Oh, and allegedly it’s formulated with vitamins and things to, I guess, seep into your eyeball slime and fortify you. It’s a highly scientific process called wildly imaginative beauty copywriting. I mean, I don’t doubt that the vitamins are vaguely there, but it’s not like eyeliner vitamins are going to do anything. Don’t quit eating your Flintstones.

2) MAC LIQUID LAST LINER

This stuff is NOT for amateurs, but the thing with not-for-amateurs makeup is that you have to screw it up and try to use it about six million times before you start to get it right.

So why use a difficult product in the first place? Because the formula is the best of the best of the best: It’s the BLACKEST-black liquid liner, and it stays the same dark-wet color even after it dries. And then, it never comes off unless you FORCE it off.

I mean, I’ve put a stripe of this on my hand to get the initial gob off the end of the brush applicator once – and then I took a shower, and that night I took a bath, and the next day I took a bath again, and the line was STILL THERE.

Just think of all the possibilities for such an unbudgeable product, my dears! Unlimited consensual hate sex, and you’ll look flawless in the eyes after.

One trick is to use a tiny brush and dab some of the liquid from the brush, then apply. I find that tedious and lacking in the dramatic flair of a thicker, messier-but-so-what line, so I just dab the brush on a piece of toilet paper first, then eye-line away with abandon.

3) PRESTIGE COSMETICS TOTAL INTENSITY EYELINER IN BLACKEST BLACK

I love this brand, Prestige, for eye makeup. This pencil is $5.50 and it is crazy-awesome. I discovered it buying makeup on whim at a junky chain of drugstores called Duane Reade here in New York, and have been using it ever since even though I get like nine million free ones from all the other brands.

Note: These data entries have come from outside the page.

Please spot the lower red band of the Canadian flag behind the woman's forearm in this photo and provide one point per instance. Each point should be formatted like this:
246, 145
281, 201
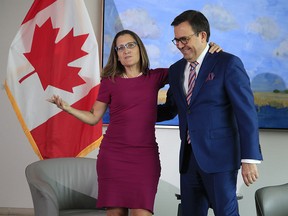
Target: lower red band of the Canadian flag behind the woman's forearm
65, 136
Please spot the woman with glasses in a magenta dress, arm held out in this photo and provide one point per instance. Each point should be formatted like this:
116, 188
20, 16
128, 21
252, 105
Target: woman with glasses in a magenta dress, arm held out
128, 164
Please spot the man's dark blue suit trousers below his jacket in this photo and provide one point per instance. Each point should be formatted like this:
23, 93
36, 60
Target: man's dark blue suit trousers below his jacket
200, 190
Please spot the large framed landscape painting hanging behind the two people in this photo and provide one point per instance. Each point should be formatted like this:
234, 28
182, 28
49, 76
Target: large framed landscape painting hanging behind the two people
258, 35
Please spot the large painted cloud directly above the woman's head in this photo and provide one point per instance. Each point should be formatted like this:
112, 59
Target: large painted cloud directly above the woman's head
139, 21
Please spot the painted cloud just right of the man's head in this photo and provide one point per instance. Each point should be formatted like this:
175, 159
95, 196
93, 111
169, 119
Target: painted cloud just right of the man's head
219, 18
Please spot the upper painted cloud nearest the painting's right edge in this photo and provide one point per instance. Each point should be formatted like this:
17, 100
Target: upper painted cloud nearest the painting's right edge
266, 27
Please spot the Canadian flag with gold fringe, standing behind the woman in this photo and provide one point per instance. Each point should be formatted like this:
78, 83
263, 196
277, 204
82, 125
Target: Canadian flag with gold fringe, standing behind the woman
55, 52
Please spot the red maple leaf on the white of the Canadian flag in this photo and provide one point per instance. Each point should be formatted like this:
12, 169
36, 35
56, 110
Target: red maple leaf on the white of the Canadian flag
50, 60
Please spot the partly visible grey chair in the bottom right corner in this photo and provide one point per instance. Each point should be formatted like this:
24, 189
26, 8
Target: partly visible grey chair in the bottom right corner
272, 200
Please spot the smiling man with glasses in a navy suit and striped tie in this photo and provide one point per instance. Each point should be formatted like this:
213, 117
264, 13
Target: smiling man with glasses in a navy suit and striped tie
217, 120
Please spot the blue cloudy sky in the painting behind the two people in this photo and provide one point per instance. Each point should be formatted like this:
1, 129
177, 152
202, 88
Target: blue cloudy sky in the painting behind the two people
255, 30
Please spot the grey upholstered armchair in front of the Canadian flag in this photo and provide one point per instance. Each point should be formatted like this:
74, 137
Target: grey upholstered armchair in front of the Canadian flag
64, 186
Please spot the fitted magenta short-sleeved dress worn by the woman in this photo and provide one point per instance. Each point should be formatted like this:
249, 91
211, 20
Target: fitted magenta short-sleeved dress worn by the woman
128, 164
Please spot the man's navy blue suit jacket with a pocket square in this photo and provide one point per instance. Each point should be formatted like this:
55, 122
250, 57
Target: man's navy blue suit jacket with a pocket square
221, 116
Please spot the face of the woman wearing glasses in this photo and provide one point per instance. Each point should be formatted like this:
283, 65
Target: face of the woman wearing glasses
128, 51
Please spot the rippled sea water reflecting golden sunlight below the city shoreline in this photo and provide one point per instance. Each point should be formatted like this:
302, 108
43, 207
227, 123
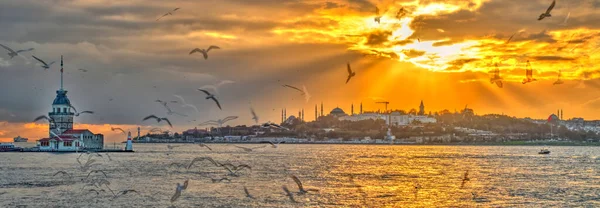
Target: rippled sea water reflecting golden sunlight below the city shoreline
346, 176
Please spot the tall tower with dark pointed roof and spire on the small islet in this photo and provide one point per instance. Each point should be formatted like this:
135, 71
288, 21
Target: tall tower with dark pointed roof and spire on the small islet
61, 109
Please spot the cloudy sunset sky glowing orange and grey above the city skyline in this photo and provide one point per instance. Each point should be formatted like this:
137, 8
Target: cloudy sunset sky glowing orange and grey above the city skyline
440, 52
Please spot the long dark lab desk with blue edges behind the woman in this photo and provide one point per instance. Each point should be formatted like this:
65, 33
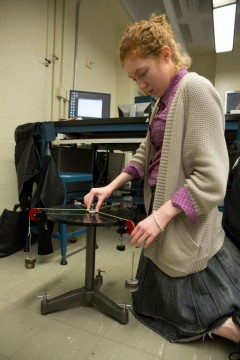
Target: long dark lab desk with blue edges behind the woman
113, 133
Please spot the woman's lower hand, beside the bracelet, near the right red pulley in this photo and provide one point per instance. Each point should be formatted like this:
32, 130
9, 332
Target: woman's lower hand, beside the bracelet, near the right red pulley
145, 232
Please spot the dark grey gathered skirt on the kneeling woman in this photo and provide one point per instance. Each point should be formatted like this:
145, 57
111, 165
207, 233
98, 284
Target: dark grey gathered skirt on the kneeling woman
186, 308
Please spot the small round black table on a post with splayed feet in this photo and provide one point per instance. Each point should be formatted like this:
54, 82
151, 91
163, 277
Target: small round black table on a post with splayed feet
89, 294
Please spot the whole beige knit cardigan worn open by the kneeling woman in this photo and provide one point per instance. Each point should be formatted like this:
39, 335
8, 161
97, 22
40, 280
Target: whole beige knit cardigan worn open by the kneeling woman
194, 154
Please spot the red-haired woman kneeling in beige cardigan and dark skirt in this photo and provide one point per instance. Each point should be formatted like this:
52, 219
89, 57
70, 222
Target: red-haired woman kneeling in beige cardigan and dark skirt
188, 283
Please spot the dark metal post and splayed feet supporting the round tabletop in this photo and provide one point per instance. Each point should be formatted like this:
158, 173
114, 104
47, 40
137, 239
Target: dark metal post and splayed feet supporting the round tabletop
89, 294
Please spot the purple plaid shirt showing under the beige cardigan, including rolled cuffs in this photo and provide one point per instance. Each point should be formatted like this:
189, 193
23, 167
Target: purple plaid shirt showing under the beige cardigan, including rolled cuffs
181, 197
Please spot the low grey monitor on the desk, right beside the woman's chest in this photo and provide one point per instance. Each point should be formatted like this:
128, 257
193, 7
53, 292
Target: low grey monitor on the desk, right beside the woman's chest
135, 110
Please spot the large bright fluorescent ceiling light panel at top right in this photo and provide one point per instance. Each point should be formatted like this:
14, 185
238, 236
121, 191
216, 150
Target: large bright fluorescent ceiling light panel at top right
224, 23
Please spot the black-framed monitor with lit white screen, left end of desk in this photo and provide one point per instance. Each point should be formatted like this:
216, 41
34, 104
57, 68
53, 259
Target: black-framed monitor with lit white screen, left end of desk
86, 104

OK, I’ll get back to the Prestige in a second, but I want to say one thing about pencils in general: With the exception of like 10 brands (a lot of them high-end, surprisingly enough!), you can’t go wrong with picking a black eyeliner pencil. As my old boss at Lucky used to say, “They’re ALL made in the same factory in Germany.”

In my opinion, the trick is KEEPING THEM SHARPENED. That keeps this Prestige one perfect in my bathroom: it goes on in a beautiful dark, crisp line that I can smudge out to smoky as I so choose, and the whole effect stays put.

So there you go! What are YOUR favorite black eyeliners?